Gleichzeitig bereitete dieser Marsch auch die Grundlage dafür, die verschiedenen Gruppen der Opposition (Kemalisten, Kurden und andere linke Kräfte), die sonst nicht zusammenkommen, zusammenzubringen. Diese Annäherung setzte sich in den von der linken, prokurdischen Demokratischen Partei der Völker (HDP) initiierten »Mahnwachen für Gewissen und Gerechtigkeit« fort. Die Tatsache, dass die CHP die HDP nicht offiziell zu ihrem »Gerechtigkeitskongress« Ende August eingeladen hat, hat die entstandene positive Stimmung zwar wieder etwas gedämpft. Dennoch arbeitet jede Partei weiter an einer Opposition gegen Erdoğan.

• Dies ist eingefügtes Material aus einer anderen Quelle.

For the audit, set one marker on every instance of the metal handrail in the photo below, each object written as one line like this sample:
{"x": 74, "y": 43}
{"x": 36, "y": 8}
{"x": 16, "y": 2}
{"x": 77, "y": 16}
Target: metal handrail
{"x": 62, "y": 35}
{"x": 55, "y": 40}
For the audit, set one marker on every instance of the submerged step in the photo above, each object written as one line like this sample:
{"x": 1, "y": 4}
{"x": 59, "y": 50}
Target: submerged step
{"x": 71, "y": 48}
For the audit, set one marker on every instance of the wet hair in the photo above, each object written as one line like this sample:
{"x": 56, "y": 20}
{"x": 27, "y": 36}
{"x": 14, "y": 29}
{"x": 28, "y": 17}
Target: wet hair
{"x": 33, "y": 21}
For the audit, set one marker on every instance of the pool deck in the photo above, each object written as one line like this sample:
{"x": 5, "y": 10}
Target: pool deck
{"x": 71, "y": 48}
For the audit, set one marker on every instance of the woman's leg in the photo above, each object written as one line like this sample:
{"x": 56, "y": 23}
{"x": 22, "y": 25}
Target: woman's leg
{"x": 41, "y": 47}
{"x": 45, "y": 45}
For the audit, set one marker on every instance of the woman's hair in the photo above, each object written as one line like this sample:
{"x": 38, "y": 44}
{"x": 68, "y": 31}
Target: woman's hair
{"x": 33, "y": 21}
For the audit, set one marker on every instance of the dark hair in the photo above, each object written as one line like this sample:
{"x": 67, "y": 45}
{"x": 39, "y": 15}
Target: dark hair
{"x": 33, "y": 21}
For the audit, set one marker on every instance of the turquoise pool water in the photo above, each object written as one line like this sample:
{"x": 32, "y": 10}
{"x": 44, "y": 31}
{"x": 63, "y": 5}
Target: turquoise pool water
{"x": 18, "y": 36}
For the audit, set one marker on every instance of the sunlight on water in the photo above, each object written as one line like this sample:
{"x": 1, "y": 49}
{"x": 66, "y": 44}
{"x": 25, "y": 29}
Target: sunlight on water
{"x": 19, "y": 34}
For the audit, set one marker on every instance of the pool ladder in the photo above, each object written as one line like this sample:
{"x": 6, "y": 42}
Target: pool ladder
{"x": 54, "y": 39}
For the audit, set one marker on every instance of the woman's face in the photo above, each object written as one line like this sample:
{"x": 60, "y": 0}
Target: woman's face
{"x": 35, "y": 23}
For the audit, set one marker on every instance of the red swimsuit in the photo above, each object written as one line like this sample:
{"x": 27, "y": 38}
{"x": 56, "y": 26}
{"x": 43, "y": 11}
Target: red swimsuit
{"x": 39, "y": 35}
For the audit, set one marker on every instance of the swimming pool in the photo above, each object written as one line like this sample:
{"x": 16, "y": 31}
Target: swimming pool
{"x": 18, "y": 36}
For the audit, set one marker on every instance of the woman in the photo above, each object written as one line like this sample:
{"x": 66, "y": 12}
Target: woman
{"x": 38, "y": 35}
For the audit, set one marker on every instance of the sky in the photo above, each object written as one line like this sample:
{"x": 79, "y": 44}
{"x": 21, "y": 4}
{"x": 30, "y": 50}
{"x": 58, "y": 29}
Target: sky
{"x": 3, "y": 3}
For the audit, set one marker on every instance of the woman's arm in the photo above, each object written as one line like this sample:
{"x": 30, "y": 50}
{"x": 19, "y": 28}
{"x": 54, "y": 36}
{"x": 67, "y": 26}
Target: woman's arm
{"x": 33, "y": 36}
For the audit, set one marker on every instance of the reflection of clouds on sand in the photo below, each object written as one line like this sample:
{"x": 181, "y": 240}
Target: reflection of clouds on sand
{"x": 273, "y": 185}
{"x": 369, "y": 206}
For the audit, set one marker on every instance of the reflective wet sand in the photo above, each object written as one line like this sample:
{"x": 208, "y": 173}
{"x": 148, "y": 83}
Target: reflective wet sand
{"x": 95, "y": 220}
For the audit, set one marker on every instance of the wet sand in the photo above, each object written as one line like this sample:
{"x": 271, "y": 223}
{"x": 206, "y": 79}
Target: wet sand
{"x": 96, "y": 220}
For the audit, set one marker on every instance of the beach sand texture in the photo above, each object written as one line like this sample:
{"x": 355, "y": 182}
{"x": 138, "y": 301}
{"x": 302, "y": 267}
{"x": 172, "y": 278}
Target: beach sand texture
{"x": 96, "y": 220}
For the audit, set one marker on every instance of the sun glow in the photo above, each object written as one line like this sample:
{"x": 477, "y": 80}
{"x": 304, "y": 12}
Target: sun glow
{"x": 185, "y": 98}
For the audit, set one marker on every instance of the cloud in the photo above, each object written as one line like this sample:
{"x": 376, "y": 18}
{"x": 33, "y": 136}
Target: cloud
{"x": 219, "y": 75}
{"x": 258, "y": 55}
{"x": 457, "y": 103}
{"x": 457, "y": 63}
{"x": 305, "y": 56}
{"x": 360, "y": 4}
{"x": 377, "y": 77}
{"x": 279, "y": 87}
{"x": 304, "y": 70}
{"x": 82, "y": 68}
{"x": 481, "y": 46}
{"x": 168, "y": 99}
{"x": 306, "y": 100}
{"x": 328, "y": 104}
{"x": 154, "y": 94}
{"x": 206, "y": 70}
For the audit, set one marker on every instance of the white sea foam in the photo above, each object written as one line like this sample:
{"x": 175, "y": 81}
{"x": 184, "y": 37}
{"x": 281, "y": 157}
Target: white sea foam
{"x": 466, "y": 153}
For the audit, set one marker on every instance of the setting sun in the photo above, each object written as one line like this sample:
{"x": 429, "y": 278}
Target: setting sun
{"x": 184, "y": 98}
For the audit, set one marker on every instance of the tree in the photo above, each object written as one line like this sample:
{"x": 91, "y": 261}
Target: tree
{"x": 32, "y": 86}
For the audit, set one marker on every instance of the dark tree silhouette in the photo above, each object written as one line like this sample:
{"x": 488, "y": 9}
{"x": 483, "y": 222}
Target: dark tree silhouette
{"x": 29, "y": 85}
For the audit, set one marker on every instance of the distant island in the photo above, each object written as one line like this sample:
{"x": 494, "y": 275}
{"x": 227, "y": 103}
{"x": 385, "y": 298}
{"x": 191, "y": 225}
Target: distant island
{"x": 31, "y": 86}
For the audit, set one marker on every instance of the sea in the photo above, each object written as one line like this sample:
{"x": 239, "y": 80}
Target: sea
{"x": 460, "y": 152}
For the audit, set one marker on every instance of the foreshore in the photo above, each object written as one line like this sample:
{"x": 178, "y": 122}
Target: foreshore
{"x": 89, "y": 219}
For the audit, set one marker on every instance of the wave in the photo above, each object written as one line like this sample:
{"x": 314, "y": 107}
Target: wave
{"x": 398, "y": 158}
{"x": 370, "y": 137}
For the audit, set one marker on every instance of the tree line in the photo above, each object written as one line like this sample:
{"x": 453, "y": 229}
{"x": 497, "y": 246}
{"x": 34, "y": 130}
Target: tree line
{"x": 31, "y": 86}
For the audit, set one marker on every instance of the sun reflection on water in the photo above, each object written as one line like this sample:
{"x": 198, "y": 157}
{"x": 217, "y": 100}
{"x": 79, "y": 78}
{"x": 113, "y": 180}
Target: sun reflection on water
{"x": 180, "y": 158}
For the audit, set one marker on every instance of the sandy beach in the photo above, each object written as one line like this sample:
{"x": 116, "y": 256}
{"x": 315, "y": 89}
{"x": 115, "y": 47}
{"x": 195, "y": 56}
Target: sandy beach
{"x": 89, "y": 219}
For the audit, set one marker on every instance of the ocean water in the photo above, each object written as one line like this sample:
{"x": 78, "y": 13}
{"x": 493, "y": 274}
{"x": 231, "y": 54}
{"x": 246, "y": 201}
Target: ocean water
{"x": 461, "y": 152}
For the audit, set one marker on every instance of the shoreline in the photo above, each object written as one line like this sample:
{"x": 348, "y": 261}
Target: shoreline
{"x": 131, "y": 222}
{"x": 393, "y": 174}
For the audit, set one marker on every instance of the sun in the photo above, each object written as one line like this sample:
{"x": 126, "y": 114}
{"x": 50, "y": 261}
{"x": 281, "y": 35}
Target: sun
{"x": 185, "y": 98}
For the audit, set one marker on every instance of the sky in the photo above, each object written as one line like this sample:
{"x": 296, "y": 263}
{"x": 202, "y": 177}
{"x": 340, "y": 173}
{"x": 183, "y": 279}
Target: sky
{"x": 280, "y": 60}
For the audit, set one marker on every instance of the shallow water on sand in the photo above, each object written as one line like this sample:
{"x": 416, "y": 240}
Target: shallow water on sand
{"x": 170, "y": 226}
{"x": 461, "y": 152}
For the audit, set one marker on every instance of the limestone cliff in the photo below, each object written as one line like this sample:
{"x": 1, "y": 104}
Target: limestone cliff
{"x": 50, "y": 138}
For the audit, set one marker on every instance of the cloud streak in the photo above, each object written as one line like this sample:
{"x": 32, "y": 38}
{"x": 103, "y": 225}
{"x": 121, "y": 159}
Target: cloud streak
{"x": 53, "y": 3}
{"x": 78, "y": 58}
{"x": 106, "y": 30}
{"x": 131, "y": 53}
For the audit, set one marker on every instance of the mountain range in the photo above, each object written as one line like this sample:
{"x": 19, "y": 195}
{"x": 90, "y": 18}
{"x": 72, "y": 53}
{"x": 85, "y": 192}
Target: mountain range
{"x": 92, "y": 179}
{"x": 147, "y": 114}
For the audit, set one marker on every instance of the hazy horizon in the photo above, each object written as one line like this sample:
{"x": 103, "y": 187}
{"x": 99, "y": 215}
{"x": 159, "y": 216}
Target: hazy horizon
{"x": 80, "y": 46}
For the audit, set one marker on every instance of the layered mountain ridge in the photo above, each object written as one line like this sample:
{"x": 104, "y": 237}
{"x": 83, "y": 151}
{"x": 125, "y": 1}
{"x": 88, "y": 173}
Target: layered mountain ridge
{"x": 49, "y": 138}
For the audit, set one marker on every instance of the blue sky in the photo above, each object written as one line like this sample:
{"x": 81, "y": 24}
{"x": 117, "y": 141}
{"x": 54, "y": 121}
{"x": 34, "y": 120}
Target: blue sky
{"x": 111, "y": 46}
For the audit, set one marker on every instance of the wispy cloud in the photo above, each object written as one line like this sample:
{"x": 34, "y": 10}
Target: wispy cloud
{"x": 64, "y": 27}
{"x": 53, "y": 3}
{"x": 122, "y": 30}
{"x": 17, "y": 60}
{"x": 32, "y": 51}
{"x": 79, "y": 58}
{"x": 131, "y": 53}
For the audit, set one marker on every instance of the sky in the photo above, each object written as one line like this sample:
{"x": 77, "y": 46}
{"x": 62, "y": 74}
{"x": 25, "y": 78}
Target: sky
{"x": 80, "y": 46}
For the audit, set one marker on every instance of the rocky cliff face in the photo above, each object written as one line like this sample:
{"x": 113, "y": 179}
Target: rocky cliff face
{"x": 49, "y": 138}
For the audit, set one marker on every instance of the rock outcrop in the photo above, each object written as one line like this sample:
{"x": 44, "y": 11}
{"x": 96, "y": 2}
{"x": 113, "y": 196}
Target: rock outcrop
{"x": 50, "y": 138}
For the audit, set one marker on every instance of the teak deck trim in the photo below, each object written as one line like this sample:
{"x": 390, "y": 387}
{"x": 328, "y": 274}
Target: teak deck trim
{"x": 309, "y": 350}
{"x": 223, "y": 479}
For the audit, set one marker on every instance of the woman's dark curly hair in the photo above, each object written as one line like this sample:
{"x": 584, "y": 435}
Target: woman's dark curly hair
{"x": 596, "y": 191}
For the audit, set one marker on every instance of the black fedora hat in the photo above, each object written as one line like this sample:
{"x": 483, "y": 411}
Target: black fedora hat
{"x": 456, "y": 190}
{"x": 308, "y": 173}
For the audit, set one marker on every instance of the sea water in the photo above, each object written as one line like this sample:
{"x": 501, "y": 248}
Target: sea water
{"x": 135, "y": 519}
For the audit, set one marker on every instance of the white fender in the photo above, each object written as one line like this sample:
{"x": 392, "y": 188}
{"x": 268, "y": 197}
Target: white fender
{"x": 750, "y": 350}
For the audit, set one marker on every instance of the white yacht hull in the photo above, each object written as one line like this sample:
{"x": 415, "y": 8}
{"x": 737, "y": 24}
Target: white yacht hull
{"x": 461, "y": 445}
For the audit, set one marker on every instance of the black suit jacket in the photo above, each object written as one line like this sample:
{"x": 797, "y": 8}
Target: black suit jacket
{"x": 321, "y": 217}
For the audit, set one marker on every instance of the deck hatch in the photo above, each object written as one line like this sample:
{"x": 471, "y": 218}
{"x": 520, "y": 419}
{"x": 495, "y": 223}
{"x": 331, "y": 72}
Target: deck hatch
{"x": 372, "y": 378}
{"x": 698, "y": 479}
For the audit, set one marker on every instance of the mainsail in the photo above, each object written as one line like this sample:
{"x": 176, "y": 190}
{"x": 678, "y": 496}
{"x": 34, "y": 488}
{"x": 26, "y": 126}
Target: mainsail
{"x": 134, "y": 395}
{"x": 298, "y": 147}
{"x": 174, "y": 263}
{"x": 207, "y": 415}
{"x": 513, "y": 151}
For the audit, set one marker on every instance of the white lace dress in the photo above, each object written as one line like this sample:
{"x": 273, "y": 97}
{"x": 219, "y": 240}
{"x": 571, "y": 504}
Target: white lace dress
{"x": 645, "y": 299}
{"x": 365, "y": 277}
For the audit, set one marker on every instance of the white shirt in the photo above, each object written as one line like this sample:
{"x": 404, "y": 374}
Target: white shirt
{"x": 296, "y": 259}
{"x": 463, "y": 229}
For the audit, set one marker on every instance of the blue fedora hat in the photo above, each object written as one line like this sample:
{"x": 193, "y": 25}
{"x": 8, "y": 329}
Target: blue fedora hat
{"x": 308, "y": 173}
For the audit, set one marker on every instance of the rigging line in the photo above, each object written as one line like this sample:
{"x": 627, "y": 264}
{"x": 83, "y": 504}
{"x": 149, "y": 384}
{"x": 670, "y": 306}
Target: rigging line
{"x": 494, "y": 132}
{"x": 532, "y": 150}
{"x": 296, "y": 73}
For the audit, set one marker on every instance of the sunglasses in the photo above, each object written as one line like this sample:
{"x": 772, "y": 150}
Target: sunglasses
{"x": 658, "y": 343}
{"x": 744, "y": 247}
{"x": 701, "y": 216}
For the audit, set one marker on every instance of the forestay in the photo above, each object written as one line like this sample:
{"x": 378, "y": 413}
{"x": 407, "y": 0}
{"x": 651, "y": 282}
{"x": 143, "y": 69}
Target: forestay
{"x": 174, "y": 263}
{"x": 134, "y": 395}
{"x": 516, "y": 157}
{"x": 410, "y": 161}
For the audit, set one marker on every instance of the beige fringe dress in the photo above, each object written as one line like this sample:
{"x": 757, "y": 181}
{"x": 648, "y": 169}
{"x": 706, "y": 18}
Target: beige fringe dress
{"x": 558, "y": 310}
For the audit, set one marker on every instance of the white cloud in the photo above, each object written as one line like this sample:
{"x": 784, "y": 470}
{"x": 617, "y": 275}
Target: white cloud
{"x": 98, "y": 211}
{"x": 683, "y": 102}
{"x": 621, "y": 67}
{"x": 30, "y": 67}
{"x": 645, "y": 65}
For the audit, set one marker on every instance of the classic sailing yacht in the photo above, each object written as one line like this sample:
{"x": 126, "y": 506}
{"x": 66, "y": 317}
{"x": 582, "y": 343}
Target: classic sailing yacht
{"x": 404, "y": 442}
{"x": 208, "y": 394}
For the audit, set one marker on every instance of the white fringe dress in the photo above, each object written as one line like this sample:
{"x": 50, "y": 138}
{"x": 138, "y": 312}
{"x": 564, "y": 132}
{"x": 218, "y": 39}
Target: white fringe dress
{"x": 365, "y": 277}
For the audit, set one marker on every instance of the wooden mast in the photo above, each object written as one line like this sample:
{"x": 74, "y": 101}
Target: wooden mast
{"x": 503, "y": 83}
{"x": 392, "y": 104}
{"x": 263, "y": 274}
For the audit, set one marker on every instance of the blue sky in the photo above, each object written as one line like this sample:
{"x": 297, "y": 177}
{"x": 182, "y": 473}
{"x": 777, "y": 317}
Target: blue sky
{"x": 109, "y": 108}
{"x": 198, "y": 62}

Obwohl die Presse momentan die dunkelste Zeit in der Geschichte der Türkei erlebt, schreiben die wenigen verbliebenen freien Zeitungen und Journalisten weiter. Die »Akademiker für den Frieden«, die für die Unterzeichnung einer Friedenserklärung entlassen wurden, kämpfen nun auch außerhalb der Universitäten. Obwohl unter den Notstandsgesetzen das Streikrecht ausgehebelt wurde, treten Arbeitnehmer trotzdem in Streiks. Und viele Frauen, denen mittelalterlichen Verhältnisse aufgezwungen werden sollen, wollen sich Erdoğan nicht ergeben und sind in jedem Bereich des Widerstands gegen das Regime beteiligt. Meist an vorderster Front.
Aus all diesen Gründen gibt es auch diese andere Türkei. Je stärker sie wird, desto mehr wachsen Erdoğans Ängste und je größer seine Ängste werden, desto mehr verstärkt er den Druck. Er ist nicht so stark, wie Sie denken. Das Regime ist seit langem vielmehr ein Papiertiger.
Erdoğans wahre Macht resultiert daraus, dass er die Menschen, die mehrheitlich dem sunnitischen Islam angehören, hinter sich sammelt. Da es keine anderen Parteien gibt, die einen Teil dieser Mehrheit repräsentieren, kann er sich auf diesen Block verlassen. Allerdings: Viele vermuten, dass die neue Mitte-Rechts-Partei, die von Abtrünnigen der MHP (Partei der nationalistischen Bewegung) im Oktober gegründet werden soll, eine Spaltung in dem genannten Block herbeiführen könnte. Es ist kein Geheimnis, dass Erdoğan daher mit allen Mitteln verhindern will, dass diese Partei stark wird.
Leider setzt sich in der Türkei eine politische Spaltung, die nicht auf sozialen Fragen, sondern auf religiösen Zugehörigkeiten und ethnischer Herkunft basiert, fort. Die Machthaber bemühen sich seit Jahrhunderten, diesen Zustand zu erhalten. Fortschrittliche Kräfte, die eine Einheit jenseits religiöser und ethnischer Zugehörigkeiten anstrebten, wurden immer wieder unterdrückt und verfolgt. Jeder Militärputsch diente dazu, linke Kräfte zu vernichten, um rechte, reaktionäre Kräfte zu stärken.
Trotz alledem wurde der Einsatz für und die Hoffnung auf die »sonnigen und schönen Tage«, die der bekannte linke Dichter Nâzım Hikmet besungen hat, nie aufgegeben.
Und nun braut sich erneut Widerstand gegen das autoritäre Regime zusammen – in der »anderen Türkei«.